Thruster is an HTTP/2 proxy for simple production-ready deployments of Rails applications. It runs alongside the Puma webserver to provide a few additional features that help your app run efficiently and safely on the open Internet:
- HTTP/2 support
- Automatic TLS certificate management with Let's Encrypt
- Basic HTTP caching of public assets
- X-Sendfile support and compression, to efficiently serve static files
Thruster aims to be as zero-config as possible. It has no configuration file, and most features are automatically enabled with sensible defaults. The goal is that simply running your Puma server with Thruster should be enough to get a production-ready setup.
The only exception to this is TLS provisioning: in order for Thruster to
provision TLS certificates, it needs to know which domain those certificates
should be for. So to use TLS, you need to set the TLS_DOMAIN environment
variable. If you don't set this variable, Thruster will run in HTTP-only mode.
Thruster also wraps the Puma process so that you can use it without managing
multiple processes yourself. This is particularly useful when running in a
containerized environment, where you typically won't have a process manager
available to coordinate the processes. Instead you can use Thruster as your
CMD, and it will manage Puma for you.
Thruster was originally created for the ONCE project, where we wanted a no-fuss way to serve a Rails application from a single container, directly on the open Internet. We've since found it useful for simple deployments of other Rails applications.
Thruster is distributed as a Ruby gem. Because Thruster is written in Go, we provide several pre-built platform-specific binaries. Installing the gem will automatically fetch the appropriate binary for your platform.
To install it, add it to your application's Gemfile:
gem 'thruster'Or install it globally:
$ gem install thrusterTo run your Puma application inside Thruster, prefix your usual command string
with thrust. For example:
$ thrust bin/rails serverOr with automatic TLS:
$ TLS_DOMAIN=myapp.example.com thrust bin/rails serverIn most cases, Thruster should work out of the box with no additional configuration. But if you need to customize its behavior, there are a few environment variables that you can set.
To prevent naming clashes with your application's own environment variables,
Thruster's environment variables can optionally be prefixed with THRUSTER_.
For example, TLS_DOMAIN can also be written as THRUSTER_TLS_DOMAIN. Whenever
a prefixed variable is set, it will take precedence over the unprefixed version.

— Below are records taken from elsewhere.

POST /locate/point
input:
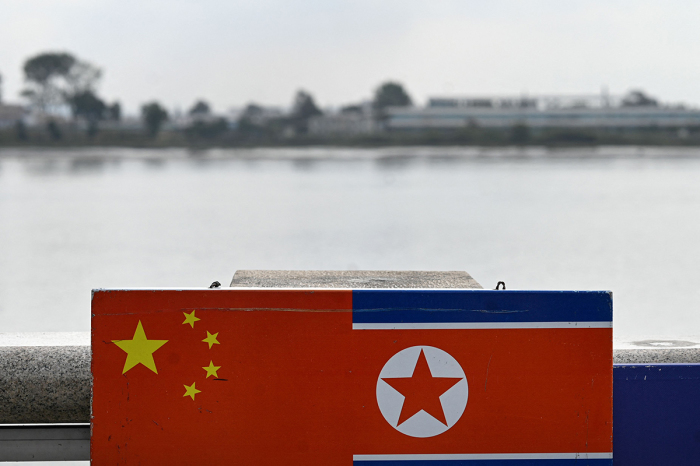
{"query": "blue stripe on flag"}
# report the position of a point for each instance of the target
(480, 306)
(493, 462)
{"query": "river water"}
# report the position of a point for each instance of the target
(626, 220)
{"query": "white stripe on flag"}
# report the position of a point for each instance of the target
(475, 325)
(486, 456)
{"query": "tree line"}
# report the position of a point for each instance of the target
(56, 82)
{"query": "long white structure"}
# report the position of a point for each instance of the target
(421, 118)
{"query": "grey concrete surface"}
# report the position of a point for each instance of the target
(44, 384)
(351, 279)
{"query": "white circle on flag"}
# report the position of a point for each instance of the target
(445, 369)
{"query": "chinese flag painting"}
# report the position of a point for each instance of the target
(343, 377)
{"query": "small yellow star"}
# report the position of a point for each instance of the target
(139, 350)
(211, 339)
(191, 391)
(190, 319)
(211, 370)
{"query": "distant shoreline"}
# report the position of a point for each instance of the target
(340, 153)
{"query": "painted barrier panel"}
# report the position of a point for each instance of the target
(657, 414)
(326, 377)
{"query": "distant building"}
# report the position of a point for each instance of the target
(350, 124)
(538, 112)
(11, 114)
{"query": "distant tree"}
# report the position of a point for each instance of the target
(88, 107)
(303, 108)
(207, 130)
(153, 116)
(200, 108)
(638, 98)
(251, 119)
(114, 112)
(54, 78)
(21, 131)
(391, 94)
(54, 131)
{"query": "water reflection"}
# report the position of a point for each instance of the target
(134, 218)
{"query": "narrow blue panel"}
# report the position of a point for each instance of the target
(533, 462)
(409, 306)
(656, 414)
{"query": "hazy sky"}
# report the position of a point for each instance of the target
(231, 52)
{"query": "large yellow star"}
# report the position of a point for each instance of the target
(191, 391)
(190, 319)
(139, 350)
(211, 370)
(211, 339)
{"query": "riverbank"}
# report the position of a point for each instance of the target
(522, 136)
(339, 153)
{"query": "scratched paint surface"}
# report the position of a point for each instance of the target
(234, 371)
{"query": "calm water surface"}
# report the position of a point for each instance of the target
(71, 221)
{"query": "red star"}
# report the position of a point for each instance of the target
(422, 391)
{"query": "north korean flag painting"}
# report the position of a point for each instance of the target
(351, 377)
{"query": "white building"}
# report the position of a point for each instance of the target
(538, 112)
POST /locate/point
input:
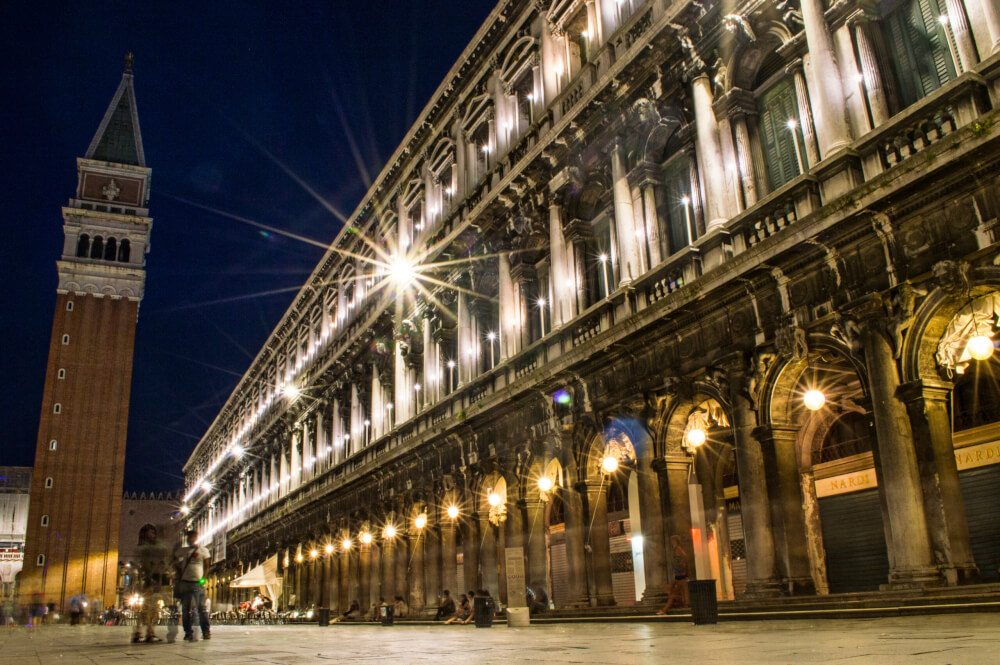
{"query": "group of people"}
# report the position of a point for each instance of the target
(166, 577)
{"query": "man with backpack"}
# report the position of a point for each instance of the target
(190, 561)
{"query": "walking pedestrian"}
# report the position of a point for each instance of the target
(190, 561)
(153, 576)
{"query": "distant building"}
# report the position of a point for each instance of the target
(72, 538)
(642, 271)
(138, 510)
(15, 486)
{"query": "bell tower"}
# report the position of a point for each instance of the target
(76, 492)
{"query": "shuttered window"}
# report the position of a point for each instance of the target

Thruster includes built-in mitigation for the BREACH attack, which allows attackers to extract secrets from compressed encrypted traffic.
- Random Jitter (Enabled by Default): Thruster adds a random amount of "jitter" (padding) to the size of compressed responses. This makes it significantly harder for attackers to infer the content based on the compressed size. The default jitter is 32 bytes, controlled by
GZIP_COMPRESSION_JITTER. - Compression Guard (Optional): For higher security, you can disable compression entirely for authenticated requests (requests containing
Cookie,Authorization, orX-Csrf-Tokenheaders) by settingGZIP_COMPRESSION_DISABLE_ON_AUTH=true. This eliminates the side-channel entirely for sensitive traffic but may increase bandwidth usage.
By default, Thruster prioritizes performance while providing baseline protection via jitter. Operators with strict security requirements should consider enabling the Compression Guard.